Dans une correspondance adressée au chef de l’État à l’occasion du mois de mars dédié à la femme, Arlette Maghulu, membre du parti politique Alliance des Congolais pour la Défense des Intérêts du Peuple(ACDIP) à Butembo, décrit une crise « alarmante » qui affecte durement les populations locales, notamment dans les zones de Beni, Butembo et Lubero.
Face à la flambée des prix et à la précarité croissante, elle plaide pour l’exemption des droits de douane sur les produits de première nécessité et les matériaux de construction, ainsi que la suppression des taxes sur les intrants agricoles afin de soutenir la production locale et prévenir une crise alimentaire.

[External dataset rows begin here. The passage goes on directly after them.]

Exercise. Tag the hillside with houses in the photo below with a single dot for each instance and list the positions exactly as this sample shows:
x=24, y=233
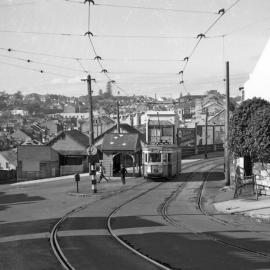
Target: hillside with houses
x=59, y=127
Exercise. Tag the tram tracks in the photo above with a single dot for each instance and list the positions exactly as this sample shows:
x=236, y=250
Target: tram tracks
x=54, y=239
x=163, y=210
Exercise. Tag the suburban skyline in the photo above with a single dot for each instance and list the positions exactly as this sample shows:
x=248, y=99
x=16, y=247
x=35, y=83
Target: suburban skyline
x=127, y=37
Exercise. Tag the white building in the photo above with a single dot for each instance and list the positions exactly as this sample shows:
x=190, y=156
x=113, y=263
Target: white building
x=258, y=84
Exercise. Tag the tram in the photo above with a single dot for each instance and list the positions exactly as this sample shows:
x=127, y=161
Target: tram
x=161, y=161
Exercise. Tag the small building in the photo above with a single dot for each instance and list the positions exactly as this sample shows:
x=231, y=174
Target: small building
x=100, y=125
x=122, y=148
x=8, y=160
x=72, y=148
x=37, y=161
x=18, y=111
x=69, y=108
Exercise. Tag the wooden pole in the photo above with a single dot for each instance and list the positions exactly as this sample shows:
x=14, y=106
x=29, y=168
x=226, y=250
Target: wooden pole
x=227, y=119
x=206, y=132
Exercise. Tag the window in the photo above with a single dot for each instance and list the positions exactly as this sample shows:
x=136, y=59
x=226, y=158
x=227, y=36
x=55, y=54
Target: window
x=154, y=157
x=168, y=131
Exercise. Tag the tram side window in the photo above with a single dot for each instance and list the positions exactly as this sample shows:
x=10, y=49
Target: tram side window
x=154, y=157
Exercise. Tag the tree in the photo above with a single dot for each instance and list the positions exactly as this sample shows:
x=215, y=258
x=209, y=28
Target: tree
x=260, y=131
x=109, y=88
x=248, y=129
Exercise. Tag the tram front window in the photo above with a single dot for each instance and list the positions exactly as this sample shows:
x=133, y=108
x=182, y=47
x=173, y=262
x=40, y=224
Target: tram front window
x=154, y=157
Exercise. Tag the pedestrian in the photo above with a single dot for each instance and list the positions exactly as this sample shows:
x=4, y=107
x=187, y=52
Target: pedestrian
x=102, y=173
x=123, y=172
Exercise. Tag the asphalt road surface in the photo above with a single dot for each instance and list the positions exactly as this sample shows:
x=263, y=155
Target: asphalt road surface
x=163, y=220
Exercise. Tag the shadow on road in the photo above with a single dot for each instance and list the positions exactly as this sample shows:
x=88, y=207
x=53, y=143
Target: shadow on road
x=17, y=198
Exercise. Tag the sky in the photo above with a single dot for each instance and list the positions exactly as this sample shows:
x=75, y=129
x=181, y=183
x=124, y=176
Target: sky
x=142, y=49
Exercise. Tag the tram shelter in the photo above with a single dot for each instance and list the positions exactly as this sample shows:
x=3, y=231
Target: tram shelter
x=123, y=148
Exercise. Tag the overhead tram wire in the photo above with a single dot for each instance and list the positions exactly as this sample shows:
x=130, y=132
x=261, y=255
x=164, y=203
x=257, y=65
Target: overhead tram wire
x=38, y=62
x=97, y=57
x=18, y=4
x=44, y=54
x=221, y=12
x=82, y=66
x=41, y=71
x=156, y=9
x=42, y=33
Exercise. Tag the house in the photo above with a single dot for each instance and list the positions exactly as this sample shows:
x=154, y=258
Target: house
x=125, y=153
x=100, y=125
x=26, y=135
x=8, y=160
x=121, y=148
x=72, y=149
x=36, y=162
x=18, y=111
x=68, y=108
x=52, y=127
x=161, y=126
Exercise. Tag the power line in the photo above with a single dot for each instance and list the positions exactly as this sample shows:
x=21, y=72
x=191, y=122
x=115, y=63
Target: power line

L’activiste appelle également à la prorogation des mesures d’allègement fiscal, tout en dénonçant leur application partielle par certaines régies financières, notamment la Direction Générale des Impôts et la Direction Générale des Douanes et Accises. Elle évoque par ailleurs des « tracasseries administratives » qui entravent les activités économiques dans la région.
Sur le plan humanitaire, Arlette Maghulu juge « alarmante » la situation des déplacés et propose la création d’un fonds spécial pour leur prise en charge. Elle alerte également sur la prolifération de boissons fortement alcoolisées issues de l’importation d’éthanol, qu’elle considère comme un facteur aggravant de la désintégration sociale dans un contexte de conflit.
Concernant la sécurité, elle recommande la mise en place d’une cellule spéciale antiterroriste, le renforcement du renseignement et l’instauration de mécanismes numériques de contrôle, tout en plaidant pour un meilleur encadrement des initiatives de défense communautaire.
L’activiste appelle en outre à davantage de transparence de la part des parlementaires sur les négociations de paix et la stratégie nationale de lutte contre les groupes armés actifs dans l’Est, notamment dans les régions de Beni, Lubero, Ituri et Tshopo.
Enfin, elle propose la construction d’un mémorial en hommage aux victimes des violences armées, afin de préserver leur mémoire et promouvoir la justice.
Tout en saluant certains efforts des autorités provinciales, notamment dans le domaine sécuritaire et les projets d’infrastructures comme l’aéroport de Mavivi à Beni ou le programme « 100 ponts », Arlette Maghulu appelle les autorités nationales à agir « avec urgence, courage et détermination ».
Se présentant comme la porte-voix de « milliers de familles meurtries par la guerre », elle affirme porter « un cri du cœur » au nom des populations affectées par des années de violences dans l’est du pays.